Miss Smith, a ‘kind-hearted lady of thirty or so’ at this point, has been tasked with taking ‘some fifty orphans, of various nationalities and all of them under ten years of age’ to San Francisco from England, where an orphanage has been provided for them. Of course, this does not go to plan, and after the ship in which they are travelling becomes damaged, they are squashed into lifeboats and set adrift, finally ending up on a ‘peaceful and uninhabited’ island.
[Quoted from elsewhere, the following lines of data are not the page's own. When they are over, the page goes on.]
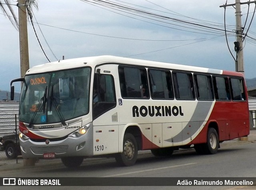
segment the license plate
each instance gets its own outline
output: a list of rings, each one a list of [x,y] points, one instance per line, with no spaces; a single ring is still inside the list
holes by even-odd
[[[55,158],[55,153],[54,152],[47,152],[44,153],[44,158],[45,159],[54,159]]]

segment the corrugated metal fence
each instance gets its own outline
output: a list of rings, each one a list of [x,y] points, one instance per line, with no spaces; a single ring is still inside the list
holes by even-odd
[[[0,136],[13,134],[16,128],[18,133],[18,102],[0,102]],[[5,151],[0,151],[0,166],[14,161],[7,158]]]
[[[18,114],[18,102],[0,102],[0,136],[15,132]]]

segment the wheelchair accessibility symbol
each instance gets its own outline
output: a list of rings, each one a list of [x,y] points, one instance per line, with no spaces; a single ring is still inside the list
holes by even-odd
[[[46,122],[46,116],[41,116],[41,122],[44,123]]]

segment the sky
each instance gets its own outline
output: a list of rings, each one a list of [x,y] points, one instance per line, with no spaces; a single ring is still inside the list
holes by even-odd
[[[63,56],[67,59],[110,55],[235,70],[231,55],[236,57],[235,10],[232,6],[226,10],[227,43],[224,8],[220,7],[226,0],[103,0],[139,9],[144,14],[112,9],[92,0],[37,1],[38,10],[33,8],[34,25],[51,62],[62,59]],[[228,4],[234,2],[227,1]],[[12,6],[18,17],[18,8]],[[248,11],[248,4],[241,5],[244,33],[255,6],[250,4]],[[156,14],[164,17],[157,18]],[[31,23],[28,30],[30,67],[48,62]],[[244,61],[245,77],[250,79],[256,77],[256,18],[247,35],[243,43]],[[10,81],[20,77],[19,33],[1,10],[0,37],[0,90],[10,91]],[[16,92],[20,87],[16,87]]]

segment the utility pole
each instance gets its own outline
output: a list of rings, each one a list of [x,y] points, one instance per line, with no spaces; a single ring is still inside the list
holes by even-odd
[[[236,21],[236,41],[234,42],[235,50],[236,52],[236,60],[235,61],[236,71],[244,73],[244,52],[243,50],[243,27],[242,26],[241,5],[256,3],[256,1],[240,2],[240,0],[236,0],[236,3],[234,4],[221,5],[220,7],[226,7],[229,6],[235,6]]]
[[[236,0],[236,43],[235,43],[235,50],[236,51],[236,71],[244,73],[244,51],[243,50],[243,28],[241,21],[241,4],[240,0]]]
[[[20,77],[23,78],[29,69],[28,42],[27,26],[27,6],[26,0],[18,0],[19,32],[20,34]]]
[[[19,13],[21,78],[25,76],[26,72],[29,69],[26,1],[26,0],[18,0],[17,4]],[[24,166],[34,166],[36,161],[36,160],[34,158],[24,159],[23,165]]]

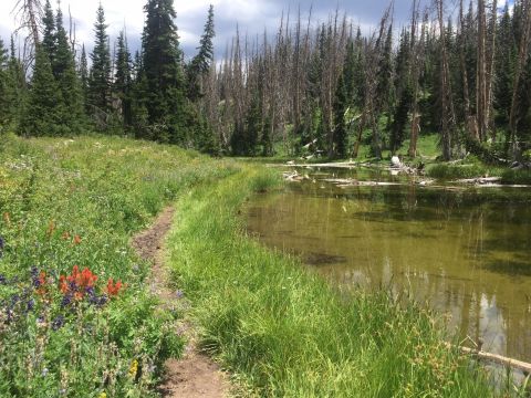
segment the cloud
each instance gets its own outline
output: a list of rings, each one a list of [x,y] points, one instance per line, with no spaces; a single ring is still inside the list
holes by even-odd
[[[335,12],[337,4],[341,12],[346,12],[354,23],[361,24],[364,27],[364,31],[368,32],[369,27],[378,23],[388,1],[194,0],[175,1],[175,8],[181,46],[187,56],[192,56],[199,44],[208,7],[210,3],[214,4],[217,32],[215,45],[218,56],[221,56],[227,43],[236,32],[237,24],[240,33],[254,38],[257,34],[263,34],[264,30],[269,33],[277,32],[282,13],[285,18],[290,12],[293,19],[299,7],[303,15],[306,15],[310,8],[313,7],[315,21],[324,22],[331,13]],[[66,19],[70,8],[76,28],[76,39],[80,43],[85,43],[87,50],[92,49],[94,40],[93,24],[98,3],[100,0],[62,0],[61,2]],[[133,50],[138,49],[144,25],[145,3],[146,0],[102,0],[112,42],[126,27],[129,45]],[[0,1],[0,36],[6,42],[17,25],[14,15],[11,13],[14,4],[15,0]],[[410,0],[395,0],[395,21],[398,24],[406,23],[410,14]]]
Miss Smith and ‘her orphans’ became castaways, ‘with nothing but a meagre library and an ideal vision of Queen Victoria at Balmoral to guide them towards the future.’ Of course, the island also provides the castaways, which include a doctor and a nursemaid, with an abundance of delicious fruits, and a freshwater spring. The two sailors who travel with them soon abscond, and more adventure ensues.
The Cambridge-based grandson of one of these soldiers, sociologist Mr Thinkwell, finds out about the island during the 1920s. Soon, he and his three grown-up children – Charles, William, and Rosamond – all of whom are conveniently at a relatively loose end, decide to make a journey there, to see if there are any survivors. Their ‘voyage passed,’ writes Macaulay, ‘like a strange and lovely dream. For days and nights they flew full-sail…’. Of course, they find a fully-established colony, in which the now elderly Miss Smith is the fully-fledged matriarch. She has built her very particular persona upon that of Queen Victoria.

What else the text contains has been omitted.